Reputation: 9835
I am having trouble connecting to my server, which listens on a Unix Domain Socket.
Go's net/http
package doesn't seem to be able to use socket paths to connect to a target.
Is there a good alternative without having to create my own HTTP Protocol implementation using net
?
I found lots of solutions like these, but they are unsuitable
I have tried:
_, err := http.Get("unix:///var/run/docker.sock")
(changing unix
to path
/socket
. It always complains about an unsupported protocol
Upvotes: 8
Views: 14937
Reputation: 16066
It's been a few years since this question was asked and answered, but I came across it while looking for the same thing. I also found the httpunix package which addresses this problem expertly.It also supports registering a new protocol so you can use native URLs such as http+unix://service-name/...... Worked quite nicely for me.
Upvotes: 4
Reputation: 99361
You would have to implement your own RoundTripper to support unix
sockets.
The easiest way is probably to just use http instead of unix sockets to communicate with docker.

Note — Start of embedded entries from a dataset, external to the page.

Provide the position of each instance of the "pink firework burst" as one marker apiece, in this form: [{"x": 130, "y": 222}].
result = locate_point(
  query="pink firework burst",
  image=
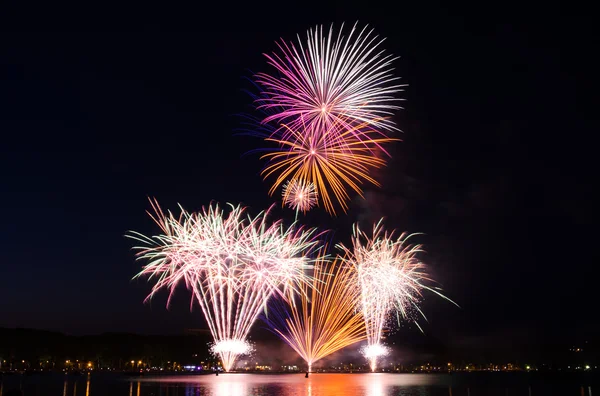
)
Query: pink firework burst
[
  {"x": 299, "y": 195},
  {"x": 331, "y": 79}
]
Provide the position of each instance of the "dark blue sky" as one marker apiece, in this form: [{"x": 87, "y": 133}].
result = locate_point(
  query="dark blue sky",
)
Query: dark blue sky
[{"x": 102, "y": 107}]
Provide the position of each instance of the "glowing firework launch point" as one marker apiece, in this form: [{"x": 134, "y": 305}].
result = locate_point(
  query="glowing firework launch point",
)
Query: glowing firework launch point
[
  {"x": 328, "y": 317},
  {"x": 372, "y": 352},
  {"x": 229, "y": 350},
  {"x": 232, "y": 264}
]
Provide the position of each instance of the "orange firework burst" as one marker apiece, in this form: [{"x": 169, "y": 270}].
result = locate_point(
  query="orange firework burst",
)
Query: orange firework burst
[
  {"x": 327, "y": 321},
  {"x": 332, "y": 160},
  {"x": 299, "y": 195}
]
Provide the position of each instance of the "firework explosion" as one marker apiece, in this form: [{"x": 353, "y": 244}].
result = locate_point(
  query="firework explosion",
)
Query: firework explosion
[
  {"x": 299, "y": 195},
  {"x": 331, "y": 161},
  {"x": 391, "y": 280},
  {"x": 327, "y": 321},
  {"x": 330, "y": 79},
  {"x": 232, "y": 263}
]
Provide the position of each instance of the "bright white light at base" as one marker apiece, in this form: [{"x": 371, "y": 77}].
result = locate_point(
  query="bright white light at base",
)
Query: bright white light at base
[
  {"x": 374, "y": 351},
  {"x": 237, "y": 347}
]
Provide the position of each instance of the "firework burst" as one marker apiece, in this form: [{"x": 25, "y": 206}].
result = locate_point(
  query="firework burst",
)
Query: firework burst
[
  {"x": 328, "y": 316},
  {"x": 299, "y": 195},
  {"x": 332, "y": 161},
  {"x": 232, "y": 263},
  {"x": 330, "y": 79},
  {"x": 391, "y": 280}
]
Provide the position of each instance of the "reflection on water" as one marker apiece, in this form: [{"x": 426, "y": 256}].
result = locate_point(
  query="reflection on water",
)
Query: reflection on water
[{"x": 373, "y": 384}]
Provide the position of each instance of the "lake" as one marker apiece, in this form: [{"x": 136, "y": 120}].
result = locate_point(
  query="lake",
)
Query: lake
[{"x": 318, "y": 384}]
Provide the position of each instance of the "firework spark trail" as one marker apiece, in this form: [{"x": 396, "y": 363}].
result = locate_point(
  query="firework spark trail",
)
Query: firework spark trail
[
  {"x": 232, "y": 263},
  {"x": 328, "y": 316},
  {"x": 332, "y": 161},
  {"x": 299, "y": 195},
  {"x": 329, "y": 80},
  {"x": 391, "y": 280}
]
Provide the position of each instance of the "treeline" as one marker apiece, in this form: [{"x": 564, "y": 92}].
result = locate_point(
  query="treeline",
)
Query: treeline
[{"x": 105, "y": 350}]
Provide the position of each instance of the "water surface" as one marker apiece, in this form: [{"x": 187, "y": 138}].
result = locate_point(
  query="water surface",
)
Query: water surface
[{"x": 318, "y": 384}]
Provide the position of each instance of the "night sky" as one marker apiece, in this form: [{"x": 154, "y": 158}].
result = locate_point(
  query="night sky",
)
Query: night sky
[{"x": 101, "y": 108}]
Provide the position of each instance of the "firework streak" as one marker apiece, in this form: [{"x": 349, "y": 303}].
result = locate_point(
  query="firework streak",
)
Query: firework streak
[
  {"x": 391, "y": 280},
  {"x": 326, "y": 319},
  {"x": 331, "y": 79},
  {"x": 232, "y": 263}
]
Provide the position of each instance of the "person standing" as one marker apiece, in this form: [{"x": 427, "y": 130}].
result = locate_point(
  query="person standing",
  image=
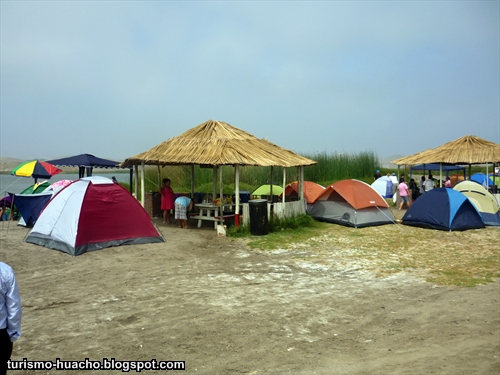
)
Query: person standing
[
  {"x": 182, "y": 205},
  {"x": 429, "y": 184},
  {"x": 403, "y": 193},
  {"x": 167, "y": 200},
  {"x": 422, "y": 188},
  {"x": 10, "y": 314}
]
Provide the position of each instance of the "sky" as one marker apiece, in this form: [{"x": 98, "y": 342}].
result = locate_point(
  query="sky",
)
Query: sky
[{"x": 116, "y": 78}]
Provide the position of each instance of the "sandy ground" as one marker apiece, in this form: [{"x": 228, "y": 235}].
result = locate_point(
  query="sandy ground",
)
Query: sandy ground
[{"x": 226, "y": 309}]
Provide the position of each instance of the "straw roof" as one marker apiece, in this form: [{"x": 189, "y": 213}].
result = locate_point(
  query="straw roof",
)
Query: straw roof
[
  {"x": 218, "y": 143},
  {"x": 466, "y": 150}
]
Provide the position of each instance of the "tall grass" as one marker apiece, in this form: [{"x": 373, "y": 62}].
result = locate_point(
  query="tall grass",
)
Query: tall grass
[{"x": 330, "y": 168}]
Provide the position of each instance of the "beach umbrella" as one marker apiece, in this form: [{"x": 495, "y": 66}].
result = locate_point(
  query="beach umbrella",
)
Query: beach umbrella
[{"x": 35, "y": 169}]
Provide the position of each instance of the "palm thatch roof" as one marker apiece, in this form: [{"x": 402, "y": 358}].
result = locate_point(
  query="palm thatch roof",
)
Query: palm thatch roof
[
  {"x": 218, "y": 143},
  {"x": 466, "y": 150}
]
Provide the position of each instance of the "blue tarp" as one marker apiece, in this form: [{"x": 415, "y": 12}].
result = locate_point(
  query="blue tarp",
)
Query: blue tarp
[{"x": 444, "y": 209}]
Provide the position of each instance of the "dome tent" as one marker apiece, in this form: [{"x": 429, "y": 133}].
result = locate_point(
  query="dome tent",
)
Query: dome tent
[
  {"x": 443, "y": 209},
  {"x": 92, "y": 213}
]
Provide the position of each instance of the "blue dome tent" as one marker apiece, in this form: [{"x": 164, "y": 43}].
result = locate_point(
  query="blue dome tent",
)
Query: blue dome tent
[{"x": 443, "y": 209}]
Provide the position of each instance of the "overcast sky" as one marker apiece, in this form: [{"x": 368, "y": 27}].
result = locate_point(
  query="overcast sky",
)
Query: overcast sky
[{"x": 116, "y": 78}]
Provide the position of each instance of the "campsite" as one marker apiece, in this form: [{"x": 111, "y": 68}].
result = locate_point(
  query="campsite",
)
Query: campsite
[
  {"x": 328, "y": 305},
  {"x": 367, "y": 296}
]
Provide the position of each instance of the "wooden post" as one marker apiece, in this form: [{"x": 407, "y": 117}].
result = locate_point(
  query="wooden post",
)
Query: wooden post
[{"x": 237, "y": 195}]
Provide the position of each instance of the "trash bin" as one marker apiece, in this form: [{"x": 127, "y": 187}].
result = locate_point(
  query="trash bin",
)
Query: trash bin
[{"x": 259, "y": 224}]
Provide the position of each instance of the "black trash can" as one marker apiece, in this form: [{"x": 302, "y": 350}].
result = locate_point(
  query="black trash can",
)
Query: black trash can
[{"x": 259, "y": 224}]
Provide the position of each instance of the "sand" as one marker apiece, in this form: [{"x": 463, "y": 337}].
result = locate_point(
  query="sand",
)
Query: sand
[{"x": 224, "y": 308}]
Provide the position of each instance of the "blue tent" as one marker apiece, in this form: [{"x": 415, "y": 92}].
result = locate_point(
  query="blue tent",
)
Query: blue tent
[{"x": 444, "y": 209}]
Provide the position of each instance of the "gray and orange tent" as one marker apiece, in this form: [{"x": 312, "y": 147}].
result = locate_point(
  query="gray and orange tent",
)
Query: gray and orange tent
[{"x": 351, "y": 203}]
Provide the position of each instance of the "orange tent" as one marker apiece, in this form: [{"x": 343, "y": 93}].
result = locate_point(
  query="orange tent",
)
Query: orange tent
[{"x": 351, "y": 203}]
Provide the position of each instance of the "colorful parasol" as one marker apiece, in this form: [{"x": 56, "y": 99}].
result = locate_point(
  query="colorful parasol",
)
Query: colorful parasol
[{"x": 35, "y": 169}]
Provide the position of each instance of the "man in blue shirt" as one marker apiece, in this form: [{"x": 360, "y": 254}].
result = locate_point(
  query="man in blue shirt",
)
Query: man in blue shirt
[
  {"x": 10, "y": 314},
  {"x": 182, "y": 205}
]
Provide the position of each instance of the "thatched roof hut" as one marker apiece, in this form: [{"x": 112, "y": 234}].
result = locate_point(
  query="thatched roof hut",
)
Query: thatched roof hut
[
  {"x": 466, "y": 150},
  {"x": 218, "y": 143}
]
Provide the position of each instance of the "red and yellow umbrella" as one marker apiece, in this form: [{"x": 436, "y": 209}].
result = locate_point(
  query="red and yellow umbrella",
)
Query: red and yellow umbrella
[{"x": 35, "y": 169}]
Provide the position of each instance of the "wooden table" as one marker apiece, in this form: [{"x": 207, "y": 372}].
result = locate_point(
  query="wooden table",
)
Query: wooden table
[{"x": 210, "y": 212}]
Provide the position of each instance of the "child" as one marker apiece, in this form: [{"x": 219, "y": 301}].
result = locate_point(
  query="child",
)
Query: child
[{"x": 167, "y": 200}]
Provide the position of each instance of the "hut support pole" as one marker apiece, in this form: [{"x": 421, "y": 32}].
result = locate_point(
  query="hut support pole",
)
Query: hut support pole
[
  {"x": 142, "y": 184},
  {"x": 237, "y": 195},
  {"x": 301, "y": 182},
  {"x": 440, "y": 175},
  {"x": 271, "y": 187},
  {"x": 221, "y": 201},
  {"x": 214, "y": 187},
  {"x": 136, "y": 187}
]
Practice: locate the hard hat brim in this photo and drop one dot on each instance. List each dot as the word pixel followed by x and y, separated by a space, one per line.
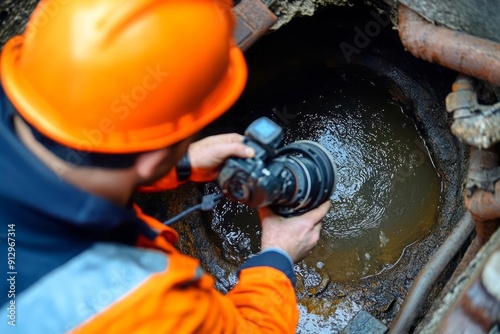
pixel 34 108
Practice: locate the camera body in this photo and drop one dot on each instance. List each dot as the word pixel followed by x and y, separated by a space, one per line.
pixel 290 180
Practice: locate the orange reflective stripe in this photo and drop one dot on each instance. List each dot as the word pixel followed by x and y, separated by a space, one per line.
pixel 174 302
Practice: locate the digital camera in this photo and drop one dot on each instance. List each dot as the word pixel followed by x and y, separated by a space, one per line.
pixel 289 179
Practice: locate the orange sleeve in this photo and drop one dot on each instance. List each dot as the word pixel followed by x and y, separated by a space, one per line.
pixel 177 301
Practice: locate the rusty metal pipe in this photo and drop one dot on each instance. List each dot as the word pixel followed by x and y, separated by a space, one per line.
pixel 423 284
pixel 484 204
pixel 456 50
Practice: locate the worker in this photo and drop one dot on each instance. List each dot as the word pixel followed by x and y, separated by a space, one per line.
pixel 98 99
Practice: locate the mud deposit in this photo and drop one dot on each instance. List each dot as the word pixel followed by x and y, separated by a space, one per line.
pixel 381 114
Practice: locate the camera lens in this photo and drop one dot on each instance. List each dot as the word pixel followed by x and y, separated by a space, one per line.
pixel 314 177
pixel 239 190
pixel 290 180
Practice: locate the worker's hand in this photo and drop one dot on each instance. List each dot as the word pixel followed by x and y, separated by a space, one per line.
pixel 209 154
pixel 296 235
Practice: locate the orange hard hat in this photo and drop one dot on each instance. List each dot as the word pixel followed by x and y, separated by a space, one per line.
pixel 118 76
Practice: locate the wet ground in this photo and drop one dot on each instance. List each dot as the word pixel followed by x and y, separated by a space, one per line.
pixel 387 189
pixel 390 212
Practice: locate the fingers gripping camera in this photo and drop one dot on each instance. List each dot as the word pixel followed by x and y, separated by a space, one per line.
pixel 290 180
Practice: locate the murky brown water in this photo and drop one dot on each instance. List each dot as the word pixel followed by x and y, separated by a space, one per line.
pixel 387 189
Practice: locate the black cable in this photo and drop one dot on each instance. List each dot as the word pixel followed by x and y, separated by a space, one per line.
pixel 208 202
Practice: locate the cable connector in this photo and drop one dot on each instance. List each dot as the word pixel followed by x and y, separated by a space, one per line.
pixel 208 202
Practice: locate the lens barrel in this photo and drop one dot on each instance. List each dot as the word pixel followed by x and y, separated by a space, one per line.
pixel 314 175
pixel 299 178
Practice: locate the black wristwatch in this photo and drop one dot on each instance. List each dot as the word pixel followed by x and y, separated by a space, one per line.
pixel 183 168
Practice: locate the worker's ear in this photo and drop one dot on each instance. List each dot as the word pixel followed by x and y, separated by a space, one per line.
pixel 152 165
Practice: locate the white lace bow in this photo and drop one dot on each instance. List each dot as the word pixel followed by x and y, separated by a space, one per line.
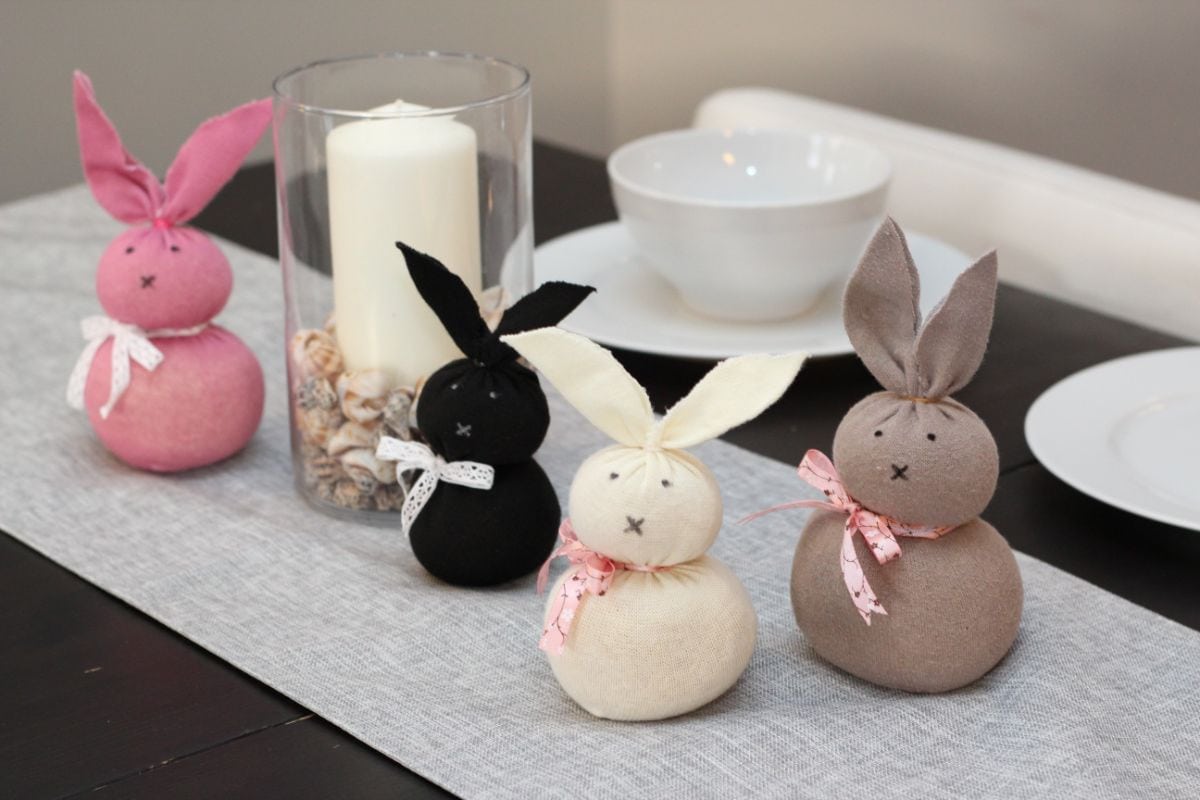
pixel 130 342
pixel 412 455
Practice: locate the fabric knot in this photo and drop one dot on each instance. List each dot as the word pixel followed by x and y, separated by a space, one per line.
pixel 592 573
pixel 880 531
pixel 130 342
pixel 412 456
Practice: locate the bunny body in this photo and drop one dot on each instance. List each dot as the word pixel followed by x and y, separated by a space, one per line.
pixel 953 606
pixel 487 410
pixel 946 612
pixel 167 421
pixel 477 539
pixel 191 392
pixel 646 625
pixel 658 644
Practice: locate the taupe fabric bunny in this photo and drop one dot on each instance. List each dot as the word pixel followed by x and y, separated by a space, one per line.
pixel 947 612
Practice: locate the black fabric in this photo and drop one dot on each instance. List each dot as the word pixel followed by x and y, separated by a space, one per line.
pixel 449 298
pixel 487 408
pixel 545 306
pixel 453 302
pixel 496 415
pixel 477 537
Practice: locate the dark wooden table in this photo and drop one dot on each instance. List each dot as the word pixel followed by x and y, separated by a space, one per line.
pixel 97 698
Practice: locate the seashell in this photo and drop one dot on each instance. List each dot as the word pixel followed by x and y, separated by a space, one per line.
pixel 389 497
pixel 322 469
pixel 324 491
pixel 316 354
pixel 354 435
pixel 361 463
pixel 492 302
pixel 318 425
pixel 348 495
pixel 363 395
pixel 397 413
pixel 316 392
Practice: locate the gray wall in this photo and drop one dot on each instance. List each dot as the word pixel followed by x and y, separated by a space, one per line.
pixel 1105 84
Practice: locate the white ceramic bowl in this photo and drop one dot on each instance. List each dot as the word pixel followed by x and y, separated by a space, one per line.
pixel 750 224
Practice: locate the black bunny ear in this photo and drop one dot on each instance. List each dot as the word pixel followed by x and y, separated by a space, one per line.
pixel 545 306
pixel 449 298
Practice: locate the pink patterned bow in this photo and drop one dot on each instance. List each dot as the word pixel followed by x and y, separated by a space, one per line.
pixel 879 531
pixel 593 572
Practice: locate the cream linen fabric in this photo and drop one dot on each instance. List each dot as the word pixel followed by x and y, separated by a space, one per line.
pixel 1098 699
pixel 658 644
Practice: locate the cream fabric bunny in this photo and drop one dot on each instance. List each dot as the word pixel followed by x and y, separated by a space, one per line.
pixel 655 627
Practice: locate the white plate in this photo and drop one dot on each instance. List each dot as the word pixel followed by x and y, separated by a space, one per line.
pixel 1127 432
pixel 636 310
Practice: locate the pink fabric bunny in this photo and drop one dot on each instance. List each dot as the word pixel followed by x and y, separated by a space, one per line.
pixel 165 389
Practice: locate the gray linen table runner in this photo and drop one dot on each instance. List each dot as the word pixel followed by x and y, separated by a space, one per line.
pixel 1099 698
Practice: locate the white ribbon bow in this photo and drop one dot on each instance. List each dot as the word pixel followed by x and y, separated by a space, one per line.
pixel 412 455
pixel 129 342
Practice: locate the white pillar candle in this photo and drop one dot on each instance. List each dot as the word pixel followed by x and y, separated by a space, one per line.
pixel 399 179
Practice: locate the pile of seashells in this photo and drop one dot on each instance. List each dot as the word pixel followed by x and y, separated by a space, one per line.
pixel 340 417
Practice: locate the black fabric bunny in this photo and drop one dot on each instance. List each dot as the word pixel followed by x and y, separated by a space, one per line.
pixel 485 410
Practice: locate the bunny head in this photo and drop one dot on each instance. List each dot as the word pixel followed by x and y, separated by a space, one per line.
pixel 486 407
pixel 645 500
pixel 160 274
pixel 912 452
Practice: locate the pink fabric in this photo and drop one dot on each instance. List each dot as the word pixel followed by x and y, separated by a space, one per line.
pixel 203 398
pixel 202 403
pixel 207 161
pixel 190 284
pixel 593 573
pixel 879 531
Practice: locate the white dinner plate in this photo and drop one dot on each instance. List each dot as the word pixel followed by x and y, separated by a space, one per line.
pixel 635 308
pixel 1127 432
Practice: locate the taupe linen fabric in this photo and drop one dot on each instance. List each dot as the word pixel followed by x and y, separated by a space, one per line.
pixel 1098 698
pixel 953 606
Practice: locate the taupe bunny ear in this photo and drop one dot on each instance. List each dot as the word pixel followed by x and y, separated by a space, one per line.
pixel 881 310
pixel 952 343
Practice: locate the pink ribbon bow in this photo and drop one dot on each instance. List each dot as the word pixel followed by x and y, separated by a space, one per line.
pixel 879 531
pixel 593 572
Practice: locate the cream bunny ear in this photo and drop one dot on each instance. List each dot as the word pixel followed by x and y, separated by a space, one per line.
pixel 591 379
pixel 732 392
pixel 951 346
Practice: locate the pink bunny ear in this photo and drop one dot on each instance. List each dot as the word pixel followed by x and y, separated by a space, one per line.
pixel 121 184
pixel 210 157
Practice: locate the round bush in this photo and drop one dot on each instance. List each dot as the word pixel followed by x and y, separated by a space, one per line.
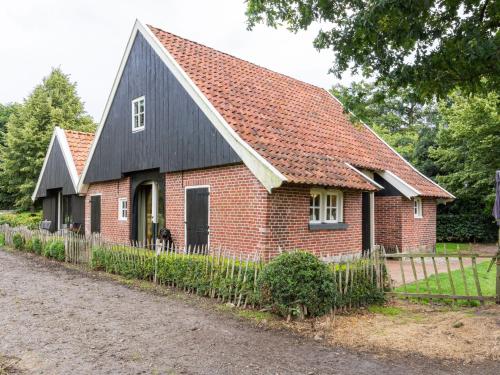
pixel 55 249
pixel 18 241
pixel 297 283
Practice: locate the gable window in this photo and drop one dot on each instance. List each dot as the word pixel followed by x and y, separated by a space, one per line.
pixel 122 209
pixel 325 206
pixel 314 208
pixel 417 207
pixel 138 114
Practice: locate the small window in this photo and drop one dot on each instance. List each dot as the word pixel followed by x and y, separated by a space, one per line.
pixel 417 208
pixel 122 209
pixel 325 206
pixel 314 207
pixel 138 114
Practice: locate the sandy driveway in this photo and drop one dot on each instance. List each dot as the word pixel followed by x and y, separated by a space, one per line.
pixel 61 321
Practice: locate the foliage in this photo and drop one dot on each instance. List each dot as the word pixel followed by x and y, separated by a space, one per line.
pixel 468 150
pixel 29 129
pixel 30 220
pixel 397 117
pixel 297 283
pixel 465 228
pixel 18 241
pixel 54 249
pixel 431 46
pixel 487 282
pixel 205 274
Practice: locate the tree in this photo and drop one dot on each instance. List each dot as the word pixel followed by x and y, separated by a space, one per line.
pixel 5 112
pixel 429 46
pixel 468 150
pixel 397 117
pixel 53 102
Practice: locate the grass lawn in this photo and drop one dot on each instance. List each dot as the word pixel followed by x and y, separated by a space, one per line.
pixel 451 247
pixel 487 281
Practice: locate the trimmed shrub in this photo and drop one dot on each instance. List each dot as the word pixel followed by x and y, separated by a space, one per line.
pixel 18 241
pixel 37 245
pixel 297 283
pixel 204 273
pixel 31 220
pixel 55 250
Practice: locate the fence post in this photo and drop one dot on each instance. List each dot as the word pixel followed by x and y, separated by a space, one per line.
pixel 498 279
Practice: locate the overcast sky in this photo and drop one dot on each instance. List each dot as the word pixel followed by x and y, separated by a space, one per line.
pixel 86 38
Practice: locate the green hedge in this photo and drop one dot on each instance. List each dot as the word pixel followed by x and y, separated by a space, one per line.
pixel 204 274
pixel 54 249
pixel 465 228
pixel 30 220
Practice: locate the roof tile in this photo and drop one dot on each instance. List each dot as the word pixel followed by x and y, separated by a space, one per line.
pixel 299 128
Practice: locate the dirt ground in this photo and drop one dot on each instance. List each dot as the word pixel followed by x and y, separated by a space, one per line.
pixel 56 320
pixel 468 335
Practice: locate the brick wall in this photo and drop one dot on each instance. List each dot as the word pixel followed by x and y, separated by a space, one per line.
pixel 418 233
pixel 289 224
pixel 238 206
pixel 388 222
pixel 395 224
pixel 111 228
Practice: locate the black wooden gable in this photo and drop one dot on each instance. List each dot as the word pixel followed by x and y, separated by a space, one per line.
pixel 177 136
pixel 56 174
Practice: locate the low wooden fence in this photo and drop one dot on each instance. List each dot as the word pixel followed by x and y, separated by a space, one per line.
pixel 215 272
pixel 422 276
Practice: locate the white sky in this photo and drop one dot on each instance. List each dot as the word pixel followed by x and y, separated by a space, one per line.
pixel 86 38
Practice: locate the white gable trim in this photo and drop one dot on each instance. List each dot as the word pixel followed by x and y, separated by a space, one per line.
pixel 264 171
pixel 393 150
pixel 406 189
pixel 367 178
pixel 60 135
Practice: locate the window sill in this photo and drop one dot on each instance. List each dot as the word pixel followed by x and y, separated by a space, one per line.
pixel 328 226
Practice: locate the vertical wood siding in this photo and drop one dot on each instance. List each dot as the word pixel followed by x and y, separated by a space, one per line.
pixel 56 174
pixel 177 136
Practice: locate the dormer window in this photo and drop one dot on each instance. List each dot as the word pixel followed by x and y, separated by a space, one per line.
pixel 138 114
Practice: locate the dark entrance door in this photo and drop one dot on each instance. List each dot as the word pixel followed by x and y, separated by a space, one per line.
pixel 197 217
pixel 95 214
pixel 366 222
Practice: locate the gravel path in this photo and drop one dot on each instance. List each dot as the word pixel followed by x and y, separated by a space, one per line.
pixel 63 321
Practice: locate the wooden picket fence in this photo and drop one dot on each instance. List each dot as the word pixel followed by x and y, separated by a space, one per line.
pixel 425 279
pixel 226 275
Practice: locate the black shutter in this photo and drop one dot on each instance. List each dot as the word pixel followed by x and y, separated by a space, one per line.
pixel 197 229
pixel 95 214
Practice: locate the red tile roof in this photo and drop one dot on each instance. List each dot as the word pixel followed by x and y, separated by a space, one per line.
pixel 297 127
pixel 79 145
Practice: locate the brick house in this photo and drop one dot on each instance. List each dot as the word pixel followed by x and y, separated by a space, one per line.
pixel 224 152
pixel 57 185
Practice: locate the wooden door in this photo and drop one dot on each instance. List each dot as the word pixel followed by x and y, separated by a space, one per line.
pixel 197 229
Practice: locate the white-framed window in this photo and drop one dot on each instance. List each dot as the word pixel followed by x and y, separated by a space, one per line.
pixel 315 208
pixel 139 114
pixel 417 207
pixel 326 206
pixel 122 209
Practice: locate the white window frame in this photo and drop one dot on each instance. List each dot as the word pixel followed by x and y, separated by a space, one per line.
pixel 122 211
pixel 138 114
pixel 322 211
pixel 417 208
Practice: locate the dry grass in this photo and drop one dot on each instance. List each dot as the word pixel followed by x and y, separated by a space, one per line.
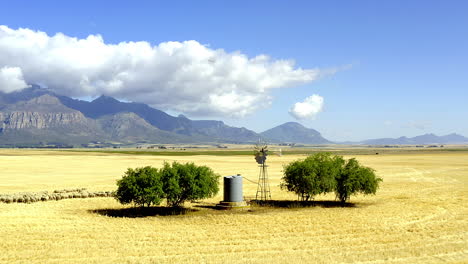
pixel 418 216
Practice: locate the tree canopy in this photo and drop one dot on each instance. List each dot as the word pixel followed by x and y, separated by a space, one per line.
pixel 174 182
pixel 323 173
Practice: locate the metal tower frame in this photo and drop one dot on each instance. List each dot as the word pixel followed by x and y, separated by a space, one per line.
pixel 263 187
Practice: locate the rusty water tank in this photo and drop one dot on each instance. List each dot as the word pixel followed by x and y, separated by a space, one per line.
pixel 233 189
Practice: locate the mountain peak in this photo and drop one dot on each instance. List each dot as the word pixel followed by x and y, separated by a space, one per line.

Edit the init script and add -H tcp://127.0.0.1:xxxx
, for example:
/usr/bin/docker -H tcp://127.0.0.1:9020
You can also just fake the dial function and pass it to the transport:
func fakeDial(proto, addr string) (conn net.Conn, err error) {
return net.Dial("unix", sock)
}
tr := &http.Transport{
Dial: fakeDial,
}
client := &http.Client{Transport: tr}
resp, err := client.Get("http://d/test")
There's only one tiny caveat, all your client.Get
/ .Post
calls has to be a valid url (http://xxxx.xxx/path
not unix://...
), the domain name doesn't matter since it won't be used in connecting.